Ours was a small school. The teacher lived in the basement of the school. Sometimes his wife would lead us in singing and we had a little band with sticks and cymbals and drums and horns you tooted in. I played sticks.
^pI had my name in the newspaper as the only one in school not to miss a day of school and not late once. Of course we lived across from the school so it wasn’t hard to do. I also had the most stars for good work. It only lasted for the first two years.
When Dad built our house of logs, he put sod on the roof and left one top log longer than the others so we could swing on it. We didn’t have any trees around the house or schoolhouse either. The logs were hauled from the woods by the Missouri River that flowed past our town of Sanger. In the winter the boys and girls would skate on the ice, play crack the whip and sometimes drive the car on the ice and pull toboggans and sleds hooked together. Dad took the wheels off the wagon and put long ski like runners under it to slide on. We had hay in it to sit on. Lot’s of fun. We used barrel staves for skis.
When I was ten my sister Verna and I were taken from our home and put in a children’s home in Fargo, North Dakota. I was ten and she was seven. I was there off and on till I was fourteen. They sent me to foster homes.

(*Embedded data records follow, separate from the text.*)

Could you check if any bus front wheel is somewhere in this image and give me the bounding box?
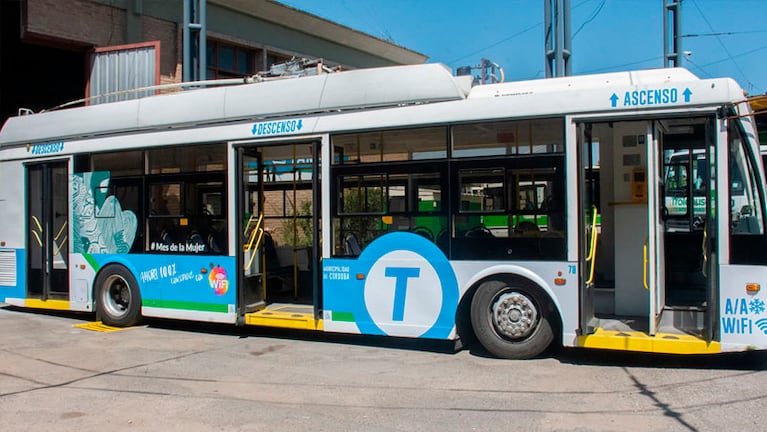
[96,265,141,327]
[471,280,554,359]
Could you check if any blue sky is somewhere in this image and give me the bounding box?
[279,0,767,95]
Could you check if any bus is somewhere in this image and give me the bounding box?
[0,64,767,359]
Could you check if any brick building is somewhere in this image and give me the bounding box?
[0,0,426,124]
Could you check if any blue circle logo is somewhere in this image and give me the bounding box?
[355,232,458,339]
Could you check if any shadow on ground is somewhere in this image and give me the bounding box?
[6,306,767,371]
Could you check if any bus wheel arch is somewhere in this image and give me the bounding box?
[93,264,141,327]
[463,274,561,359]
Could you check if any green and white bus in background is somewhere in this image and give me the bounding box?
[0,64,767,358]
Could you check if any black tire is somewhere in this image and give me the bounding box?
[471,280,554,359]
[95,265,141,327]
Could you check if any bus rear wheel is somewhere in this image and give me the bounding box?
[471,280,554,359]
[96,265,141,327]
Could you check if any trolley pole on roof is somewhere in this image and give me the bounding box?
[183,0,207,82]
[543,0,573,78]
[663,0,683,67]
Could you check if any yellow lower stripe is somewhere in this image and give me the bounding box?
[245,305,323,330]
[73,321,130,333]
[578,328,722,354]
[24,299,69,310]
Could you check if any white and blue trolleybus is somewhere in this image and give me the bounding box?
[0,64,767,358]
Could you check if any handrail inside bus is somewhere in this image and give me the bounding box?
[642,240,650,290]
[586,206,598,285]
[245,213,264,268]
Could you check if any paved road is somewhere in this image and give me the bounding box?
[0,308,767,432]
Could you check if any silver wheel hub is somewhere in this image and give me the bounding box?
[492,291,538,339]
[102,275,131,316]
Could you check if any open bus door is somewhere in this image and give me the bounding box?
[579,116,718,353]
[235,140,321,328]
[26,161,69,301]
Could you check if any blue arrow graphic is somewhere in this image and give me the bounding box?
[610,93,618,108]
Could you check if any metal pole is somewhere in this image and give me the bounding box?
[543,0,554,78]
[663,0,683,67]
[183,0,207,81]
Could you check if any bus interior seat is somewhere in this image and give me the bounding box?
[344,233,362,256]
[514,221,539,235]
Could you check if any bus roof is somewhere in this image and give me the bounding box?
[0,64,743,146]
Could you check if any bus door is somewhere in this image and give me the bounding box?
[26,161,69,300]
[653,117,718,340]
[579,118,717,338]
[237,141,320,314]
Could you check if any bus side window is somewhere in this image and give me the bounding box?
[728,121,767,264]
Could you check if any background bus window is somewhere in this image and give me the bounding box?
[452,118,564,158]
[333,169,448,256]
[333,127,447,165]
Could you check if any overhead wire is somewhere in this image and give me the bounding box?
[692,0,756,93]
[447,0,592,65]
[572,0,607,39]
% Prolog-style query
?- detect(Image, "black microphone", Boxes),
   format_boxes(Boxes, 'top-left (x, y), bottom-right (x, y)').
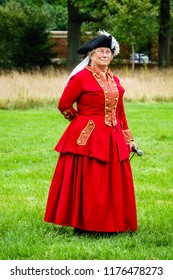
top-left (132, 147), bottom-right (143, 157)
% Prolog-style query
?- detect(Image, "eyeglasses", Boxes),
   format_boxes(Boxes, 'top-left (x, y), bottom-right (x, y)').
top-left (94, 50), bottom-right (112, 55)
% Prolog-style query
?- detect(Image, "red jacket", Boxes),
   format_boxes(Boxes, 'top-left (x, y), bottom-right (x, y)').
top-left (55, 66), bottom-right (133, 162)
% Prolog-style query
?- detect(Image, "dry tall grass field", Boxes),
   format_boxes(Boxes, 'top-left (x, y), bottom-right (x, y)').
top-left (0, 68), bottom-right (173, 109)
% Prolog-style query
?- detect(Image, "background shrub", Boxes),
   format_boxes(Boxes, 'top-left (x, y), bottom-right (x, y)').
top-left (0, 1), bottom-right (55, 70)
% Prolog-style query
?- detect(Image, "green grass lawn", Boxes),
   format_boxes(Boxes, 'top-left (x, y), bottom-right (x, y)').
top-left (0, 102), bottom-right (173, 260)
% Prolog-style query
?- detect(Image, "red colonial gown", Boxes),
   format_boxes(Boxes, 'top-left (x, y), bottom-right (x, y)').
top-left (44, 66), bottom-right (137, 232)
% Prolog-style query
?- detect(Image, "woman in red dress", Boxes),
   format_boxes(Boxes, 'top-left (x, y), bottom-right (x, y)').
top-left (44, 31), bottom-right (137, 233)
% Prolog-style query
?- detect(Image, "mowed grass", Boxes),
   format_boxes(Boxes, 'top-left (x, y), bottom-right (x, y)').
top-left (0, 102), bottom-right (173, 260)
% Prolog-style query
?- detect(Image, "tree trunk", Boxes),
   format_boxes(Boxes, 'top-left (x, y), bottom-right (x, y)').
top-left (158, 0), bottom-right (170, 68)
top-left (67, 1), bottom-right (82, 70)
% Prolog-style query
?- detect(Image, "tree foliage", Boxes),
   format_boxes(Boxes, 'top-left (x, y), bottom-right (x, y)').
top-left (0, 1), bottom-right (54, 70)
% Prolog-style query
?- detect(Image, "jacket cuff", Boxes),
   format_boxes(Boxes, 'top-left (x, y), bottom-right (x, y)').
top-left (123, 129), bottom-right (134, 144)
top-left (62, 107), bottom-right (77, 121)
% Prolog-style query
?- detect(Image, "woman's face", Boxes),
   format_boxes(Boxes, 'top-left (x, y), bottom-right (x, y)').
top-left (90, 48), bottom-right (112, 67)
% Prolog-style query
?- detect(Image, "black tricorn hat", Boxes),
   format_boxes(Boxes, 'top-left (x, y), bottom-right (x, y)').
top-left (77, 35), bottom-right (112, 55)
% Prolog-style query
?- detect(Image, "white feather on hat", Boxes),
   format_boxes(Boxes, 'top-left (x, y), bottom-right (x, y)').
top-left (66, 30), bottom-right (120, 84)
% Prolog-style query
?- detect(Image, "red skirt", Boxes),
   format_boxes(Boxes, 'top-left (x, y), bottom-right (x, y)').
top-left (44, 131), bottom-right (137, 232)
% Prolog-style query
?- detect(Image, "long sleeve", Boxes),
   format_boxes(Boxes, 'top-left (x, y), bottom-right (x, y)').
top-left (58, 76), bottom-right (82, 120)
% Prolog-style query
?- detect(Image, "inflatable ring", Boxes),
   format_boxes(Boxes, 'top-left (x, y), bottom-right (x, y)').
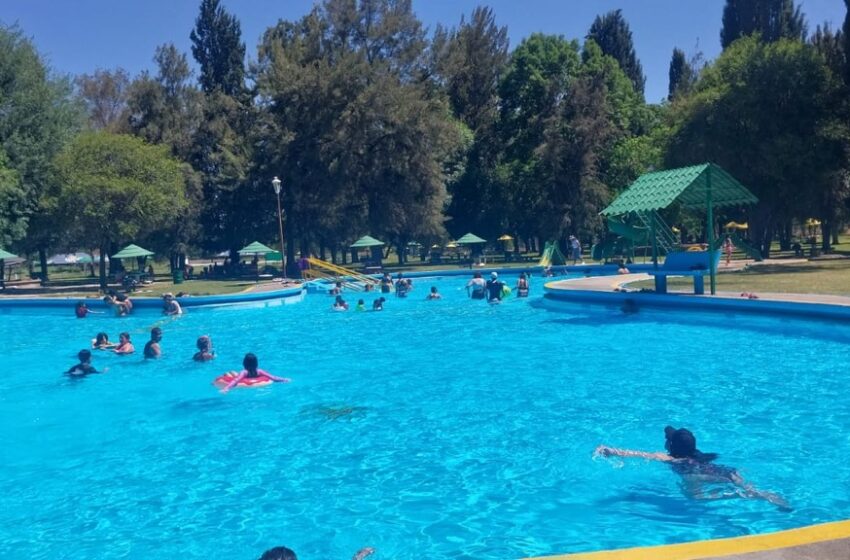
top-left (213, 371), bottom-right (274, 389)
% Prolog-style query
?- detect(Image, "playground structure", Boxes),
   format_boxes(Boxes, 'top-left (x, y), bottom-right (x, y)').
top-left (302, 257), bottom-right (379, 292)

The first one was a preacher’s home. They had a fifteen-year-old daughter. She used to get me in trouble with her lies. I sprained my ankle falling down a snow bank back of the school. I was sent back to the home. The next time I didn’t get along with the farmer’s wife. I was eleven. I had to baby sit a three-year-old they had adopted from the home. Next I went to a place with two little boys. Chuck the five-year-old was always into my things and I had to take care of the 10-month-old baby. We went to see her folks in Minneapolis and I learned to skate on the ice. The man worked for the greyhound bus company. So we went half fares. I ran away from there on a dare. I was thirteen and dumb.
When I was fourteen they sent me to my married sister Charlotte in Iowa. I had to do most of the work. She was P.G. and lazy. Her husband wouldn’t leave me alone. Tried to kiss me and one day he hit me on the butt when I was bent over. I slapped him and he beat me up. I cussed him all the time. When I got a chance I ran away from there. Charlotte my sister gave me $.28 to go almost five miles for a bottle of clorox so I kept on going. I got a ride with a couple of Greek boys in a truck. They gave me a silver dollar when they dropped me off. They were going the other way.
Then a couple of men in a truck hauling ice. They were getting it from a company cutting it out of the river. After they let me off, three old men picked me up and took me to the next town. Then an old lady and her husband took me to a town and drove me to the YWCA I heard them saying they were going to go to the police. So next morning early I left. The night before the girls were having a party and brought me some cake and Jell-O and milk.
I had several rides after that till I got to Wyoming (Cheyenne). I was walking along, when a bunch of dogs came after a little dog. They were growling. All at once a big dog came along and growled at them and they ran away. The big and little dog went away alone.